Blue is doing well here on a 6 week Crozier |
“The French,” Sarah said, “call sheep's milk liquid gold”. "Perhaps because it is precious - they produce so very little per ewe - and because too it is nice to work with. But you have to have patience with it. The milk contains more solids than cow's milk and so the cheese takes longer to develop.”
Goat's milk, she told us, is closer to buffalo than sheep (which is creamier). And, Sarah (who like husband Sergio, another key player at Beechmount) has a wine background, emphasized that sheep’s milk is a product of its terroir. “It varies from place to place. Fascinating!” And another thing, sheep’s milk is easier to digest.

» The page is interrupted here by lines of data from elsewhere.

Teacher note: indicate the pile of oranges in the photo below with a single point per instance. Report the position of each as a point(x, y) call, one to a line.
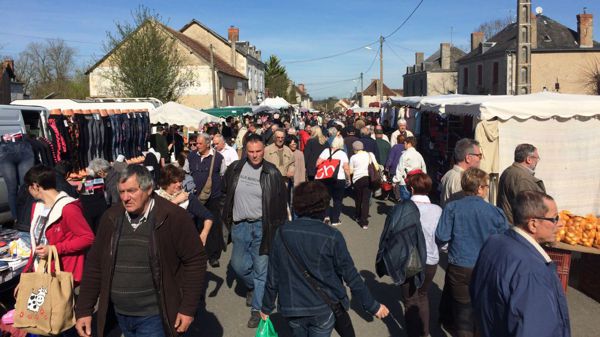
point(579, 230)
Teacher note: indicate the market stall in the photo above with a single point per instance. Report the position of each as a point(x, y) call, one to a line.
point(173, 113)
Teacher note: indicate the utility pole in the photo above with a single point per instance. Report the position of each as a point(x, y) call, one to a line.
point(380, 86)
point(361, 90)
point(212, 75)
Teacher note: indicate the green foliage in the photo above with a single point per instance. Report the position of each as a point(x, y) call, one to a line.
point(276, 78)
point(144, 60)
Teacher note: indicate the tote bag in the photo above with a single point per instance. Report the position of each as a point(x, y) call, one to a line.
point(45, 299)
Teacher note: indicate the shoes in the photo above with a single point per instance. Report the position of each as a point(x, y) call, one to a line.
point(254, 319)
point(249, 295)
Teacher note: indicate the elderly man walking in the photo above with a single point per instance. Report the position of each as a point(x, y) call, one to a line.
point(467, 154)
point(518, 177)
point(255, 205)
point(146, 265)
point(515, 287)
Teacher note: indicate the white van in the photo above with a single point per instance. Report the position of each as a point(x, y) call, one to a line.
point(25, 119)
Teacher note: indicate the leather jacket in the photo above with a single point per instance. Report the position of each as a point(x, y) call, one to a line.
point(274, 199)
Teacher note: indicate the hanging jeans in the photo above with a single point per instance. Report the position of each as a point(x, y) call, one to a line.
point(15, 160)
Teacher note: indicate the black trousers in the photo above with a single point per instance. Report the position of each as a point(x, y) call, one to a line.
point(362, 196)
point(456, 310)
point(416, 304)
point(214, 242)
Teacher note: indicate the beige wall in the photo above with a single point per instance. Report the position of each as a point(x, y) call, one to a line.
point(223, 50)
point(568, 68)
point(441, 83)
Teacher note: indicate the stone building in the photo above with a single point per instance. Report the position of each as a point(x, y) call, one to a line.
point(437, 75)
point(562, 60)
point(239, 73)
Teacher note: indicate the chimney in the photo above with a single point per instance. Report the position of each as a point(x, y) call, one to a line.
point(234, 36)
point(419, 59)
point(585, 26)
point(533, 31)
point(445, 55)
point(476, 39)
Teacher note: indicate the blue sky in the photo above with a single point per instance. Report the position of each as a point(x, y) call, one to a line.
point(292, 30)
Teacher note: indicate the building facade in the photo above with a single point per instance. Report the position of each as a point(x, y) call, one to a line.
point(437, 75)
point(232, 85)
point(562, 60)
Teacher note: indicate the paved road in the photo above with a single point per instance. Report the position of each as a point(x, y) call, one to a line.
point(226, 313)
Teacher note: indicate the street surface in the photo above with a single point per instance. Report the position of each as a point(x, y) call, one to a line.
point(226, 313)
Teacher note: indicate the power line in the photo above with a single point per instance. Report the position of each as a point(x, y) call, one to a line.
point(405, 20)
point(46, 38)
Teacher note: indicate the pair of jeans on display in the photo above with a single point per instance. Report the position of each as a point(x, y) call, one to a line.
point(16, 158)
point(246, 261)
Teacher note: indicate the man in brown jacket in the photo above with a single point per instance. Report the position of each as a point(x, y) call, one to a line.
point(147, 265)
point(519, 177)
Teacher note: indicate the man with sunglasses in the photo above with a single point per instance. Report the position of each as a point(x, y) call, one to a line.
point(518, 177)
point(514, 286)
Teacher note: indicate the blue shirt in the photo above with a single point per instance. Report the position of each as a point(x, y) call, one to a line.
point(465, 225)
point(515, 292)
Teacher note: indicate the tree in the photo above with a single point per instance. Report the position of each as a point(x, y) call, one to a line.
point(48, 68)
point(591, 76)
point(493, 27)
point(144, 61)
point(276, 78)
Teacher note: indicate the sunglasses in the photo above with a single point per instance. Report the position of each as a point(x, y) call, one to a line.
point(553, 220)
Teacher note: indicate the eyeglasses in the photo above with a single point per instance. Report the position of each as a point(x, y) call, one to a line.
point(553, 220)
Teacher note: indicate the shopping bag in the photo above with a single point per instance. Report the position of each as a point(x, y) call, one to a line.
point(266, 329)
point(328, 169)
point(45, 299)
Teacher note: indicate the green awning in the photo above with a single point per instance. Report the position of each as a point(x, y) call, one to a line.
point(229, 111)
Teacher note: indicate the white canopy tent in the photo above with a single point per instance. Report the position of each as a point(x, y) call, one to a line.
point(565, 130)
point(179, 114)
point(275, 103)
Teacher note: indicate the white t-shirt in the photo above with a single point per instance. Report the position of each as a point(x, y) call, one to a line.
point(339, 155)
point(359, 164)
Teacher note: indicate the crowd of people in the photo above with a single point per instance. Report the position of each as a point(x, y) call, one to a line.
point(262, 188)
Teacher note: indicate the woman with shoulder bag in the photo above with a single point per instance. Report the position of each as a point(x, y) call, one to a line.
point(309, 263)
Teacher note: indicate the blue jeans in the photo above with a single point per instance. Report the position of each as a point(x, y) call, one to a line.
point(15, 160)
point(246, 261)
point(312, 326)
point(141, 326)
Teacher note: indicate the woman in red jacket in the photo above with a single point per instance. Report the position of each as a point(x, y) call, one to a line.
point(56, 220)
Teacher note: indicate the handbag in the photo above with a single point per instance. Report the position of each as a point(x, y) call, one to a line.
point(374, 175)
point(45, 299)
point(343, 323)
point(328, 169)
point(204, 194)
point(266, 329)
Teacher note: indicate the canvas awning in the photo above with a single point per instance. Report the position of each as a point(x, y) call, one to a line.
point(179, 114)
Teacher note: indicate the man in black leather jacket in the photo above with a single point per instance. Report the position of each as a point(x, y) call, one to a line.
point(255, 205)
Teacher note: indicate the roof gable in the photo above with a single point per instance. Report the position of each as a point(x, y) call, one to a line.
point(198, 49)
point(551, 36)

She showed us the display of wheels. “Our cheeses are not particularly large - Stilton is much larger.” The smaller size is down to practical reasons. In a small operation, smaller wheels are easier to handle and quite often it is women doing the handling. The big wheels have one advantage though: “The larger the cheese, the longer it will last.”
Some of the thousands of wheels in the Maturation Room |
Small beginnings
“One sunny summer’s day my daughter Sarah and I were watching my husband, Louis, herd his cows in from pasture. What a deliciously rich and creamy milk they gave! I started to experiment. Eventually, in 1984, I created Cashel Blue, a cheese I believe truly represents the outstanding quality of Tipperary milk. I hope you will agree.”

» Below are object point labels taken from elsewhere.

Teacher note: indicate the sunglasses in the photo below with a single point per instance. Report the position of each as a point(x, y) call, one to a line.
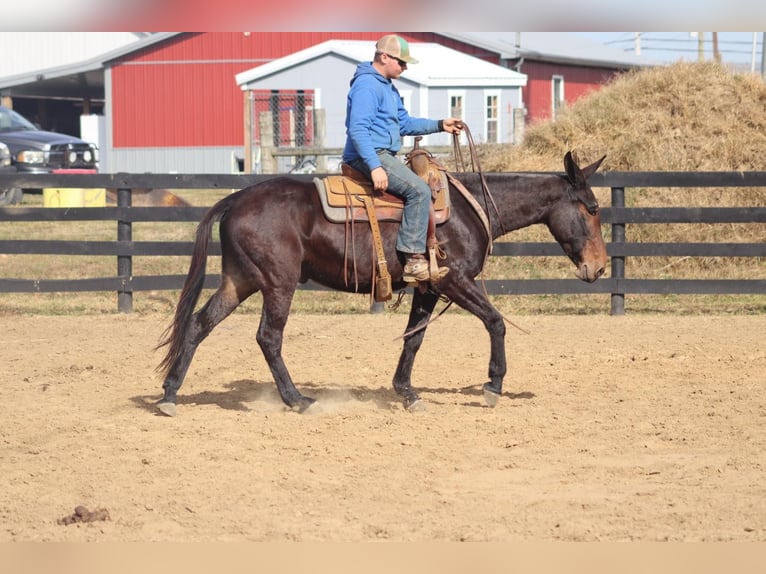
point(401, 63)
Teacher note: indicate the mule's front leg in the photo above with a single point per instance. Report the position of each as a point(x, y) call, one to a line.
point(471, 298)
point(422, 306)
point(497, 363)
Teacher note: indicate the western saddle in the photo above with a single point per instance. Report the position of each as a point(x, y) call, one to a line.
point(350, 197)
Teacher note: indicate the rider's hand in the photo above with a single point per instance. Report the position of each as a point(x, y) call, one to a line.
point(379, 179)
point(452, 125)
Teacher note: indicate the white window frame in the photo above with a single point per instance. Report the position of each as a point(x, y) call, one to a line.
point(456, 94)
point(498, 127)
point(558, 100)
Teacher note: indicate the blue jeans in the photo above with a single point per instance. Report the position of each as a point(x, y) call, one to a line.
point(404, 183)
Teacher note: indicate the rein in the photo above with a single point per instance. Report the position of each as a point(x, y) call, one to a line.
point(483, 216)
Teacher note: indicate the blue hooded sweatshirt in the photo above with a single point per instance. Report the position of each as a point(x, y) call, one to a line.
point(376, 118)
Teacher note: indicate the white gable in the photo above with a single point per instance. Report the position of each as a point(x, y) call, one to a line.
point(438, 65)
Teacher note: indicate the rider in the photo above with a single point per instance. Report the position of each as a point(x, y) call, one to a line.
point(375, 121)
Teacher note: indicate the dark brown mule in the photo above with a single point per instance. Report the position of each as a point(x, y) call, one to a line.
point(275, 236)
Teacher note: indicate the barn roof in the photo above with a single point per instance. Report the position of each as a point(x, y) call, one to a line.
point(554, 47)
point(438, 65)
point(76, 79)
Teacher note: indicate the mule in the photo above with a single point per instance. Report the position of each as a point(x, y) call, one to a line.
point(275, 236)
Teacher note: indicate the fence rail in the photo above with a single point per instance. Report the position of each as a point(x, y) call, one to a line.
point(618, 215)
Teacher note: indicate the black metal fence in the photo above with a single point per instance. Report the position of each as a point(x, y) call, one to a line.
point(618, 215)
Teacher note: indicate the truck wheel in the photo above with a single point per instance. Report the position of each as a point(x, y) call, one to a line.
point(12, 196)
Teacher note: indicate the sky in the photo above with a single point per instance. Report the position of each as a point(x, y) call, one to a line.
point(309, 15)
point(734, 47)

This is Jane Grubb telling how Cashel Blue cheese came into being and we do agree, as do thousands of customers worldwide, from the US to Australia. “All areas of the market are supplied," Sarah told me they don't put all their eggs into the one basket! This is a deliberate decision, as they want everyone to try their cheese, not just those that shop in elite outlets.
I should of course say cheeses as Cashel Blue has been joined by other products, most notably Crozier Blue, developed in 1993 from sheep’s milk.

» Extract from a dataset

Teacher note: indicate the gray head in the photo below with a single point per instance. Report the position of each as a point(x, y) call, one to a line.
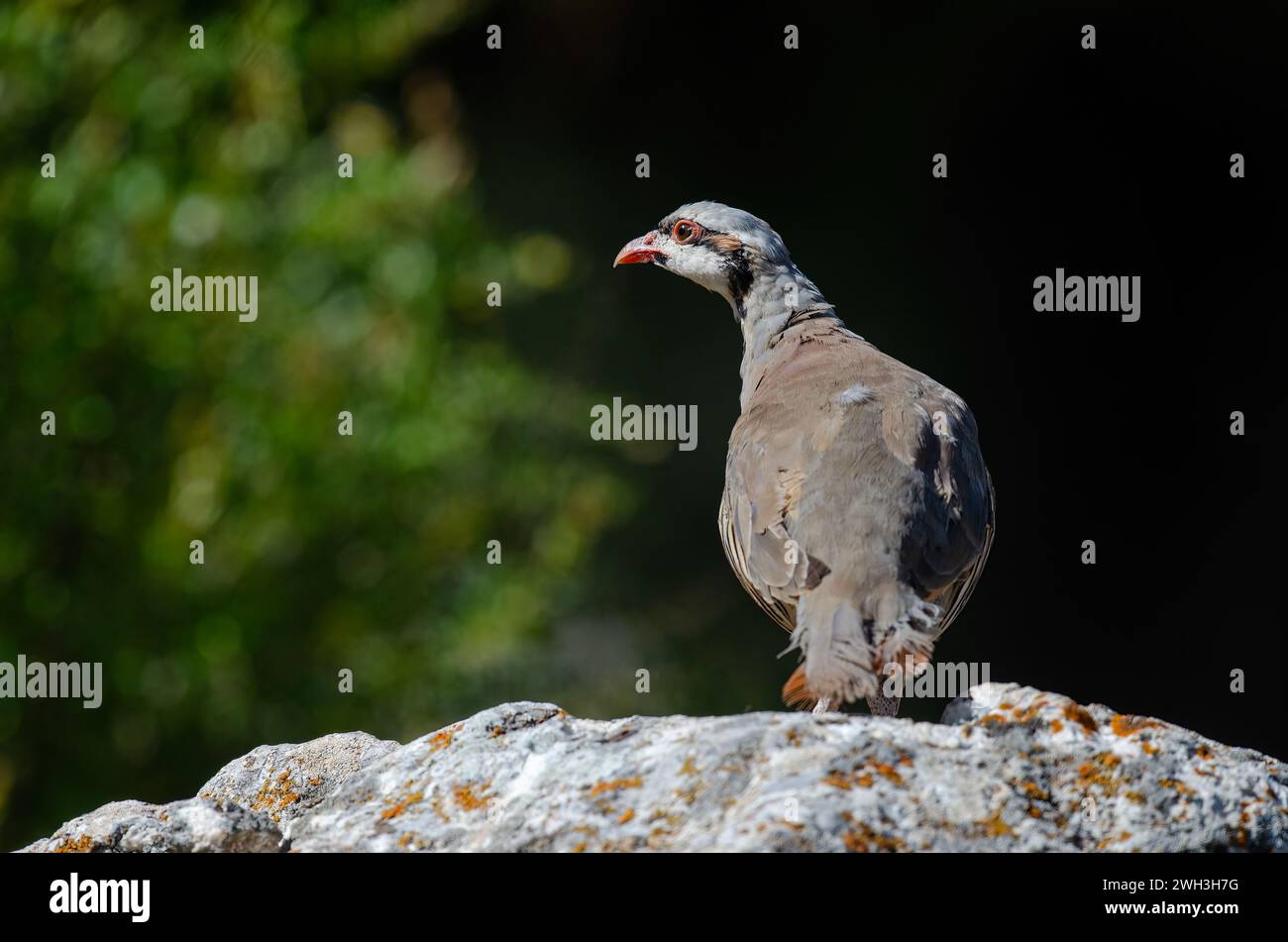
point(728, 251)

But back to Jane and those early days. She had decided to make cheese but didn’t know how. So she got herself a library book. Even that wasn't available locally and had to be obtained via the inter-library route. That book, lots of experiments and then the acquisition of a small vat, led to the famous Cashel Blue.
Over twenty years later, the new dairy was established near the original farmhouse (which had become almost overwhelmed by the success) and opened right in “one of the best fields” and locally became known as Louis’ shed. Louis is Jane’s husband and the entire family were glad to get their home back.
Main cheesemaker Geurt van den Dikkenberg,
using the cheese harp
The early cheesemakers too needed encouragement as they tried to find their way. And that encouragement came in the shape of an early prize (up in Clones in County Monaghan) and soon they were on the right path, choosing to make the blue rather than what many others were making.
Wheels, ready for turning |
The cheesemaking operation at Beechmount Farm was in good hands from the start with Jane and her husband Louis the pioneers and is in good hands now and for the future with Sarah and her husband Sergio Furno and their team.
The The Oxford Companion to Cheese is due to be published on December 1st. The 1084 page book, edited by Dr Catherine Donnelly, is the first major reference work dedicated to cheese and contains 855 A-Z entries in cheese history, culture, science and production.
The most comprehensive work on cheese available has drawn on an astonishing 325 authors (from 35 countries), from cheesemakers and cheese retailers to dairy scientists, microbiologosts, historians and anthropologists. It is a landmark encyclopedia, the most wide-ranging, comprehensive, and reliable reference work on cheese available, suitable for both novices and industry insiders alike. We'll have more on and from the impressive book in the coming weeks.